なんとなく外の空気が恋しくなる。おかしいな、冷えるだけって分かってるのに。
すこしだけ開けた、窓から。灯油のにおいと、とたんに流れ込む冷気。
ここ一週間で、急にぐっと冷え込んだような気がするのは、……気温の、せい、だろうか。
「…………さむ。」
結論は分かってるけど、まぁ、考えるかと言われれば、その気にはならない。
一週間前、MENが、家の都合と言って出ていった時のことを、覚えてる。思い出す。
多分二週間くらいで帰るよって、彼にしては珍しく、ひどく身勝手に。あと、いっしゅうかん。わかってる。わかってる。こんなの、大したことない。
なのに。
「………さむいなぁ」
燃料が足りなくなったみたいに、足は鉛になってしまった。
毎朝おはようを言ってるはずなのに、返してくれる人がいないや。
ううん、明日こそ、いるかもしれない。今日、ぐっすり眠ったら、気付いたら明日はMENがいるかもしれない。このことは全部夢だったのかもしれない。
どうしたのって、また笑って当然のように居座るMENがいるかもしれない。
絶対、そんなことはないって、分かるのに。頬をつねったら今日もやっぱり痛い。
「めん。」
名前を呼んだら、そこにいるかな。こんなに忙しい日々なはずなのに、からっぽの人間になってしまった。
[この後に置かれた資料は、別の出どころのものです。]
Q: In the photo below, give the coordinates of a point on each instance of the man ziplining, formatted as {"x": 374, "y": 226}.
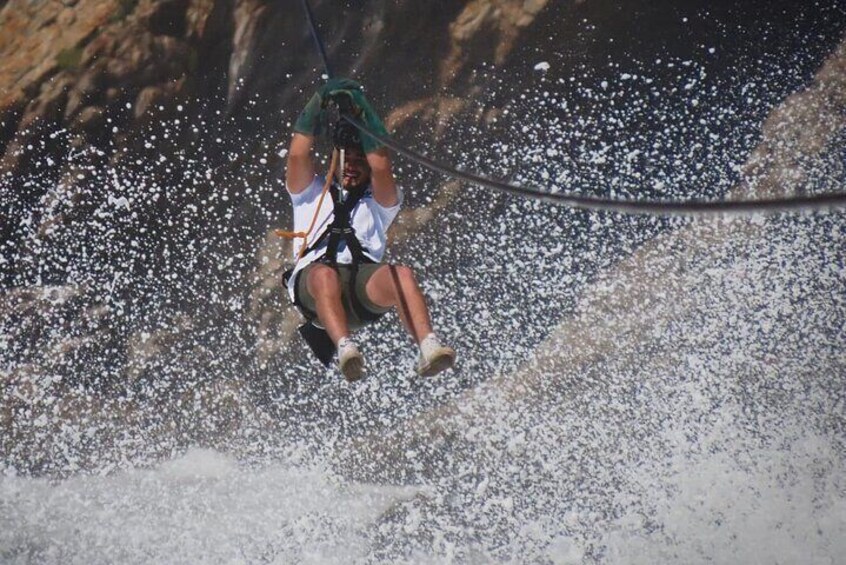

たった一日がすごく長いや。今まで俺はどうしてたんだろう。
どれだけ人に寄りかかって生きていたのか。いざ寄りかかる相手がいなくなった時の、自分の体の細さ。弱さ。
めん。今日は美味しい豚汁作ったんだよ。
あなたがいなくなったら、もう凝る必要なんてないのに。ううん、きっとめんは、何時間かけた料理でもたった数分で食べてしまうけどさ。
それが嬉しかったんだなあ。
ああ、だめだ。だめだなあ。
こんなに、こんなに、………。
「…寒いなぁ……、」
人ひとり分、減って。そうして、誰も抱き締めてくれる人がいなくなった、この部屋は。
こんなにも、だだっ広い、氷点下の箱になってしまった。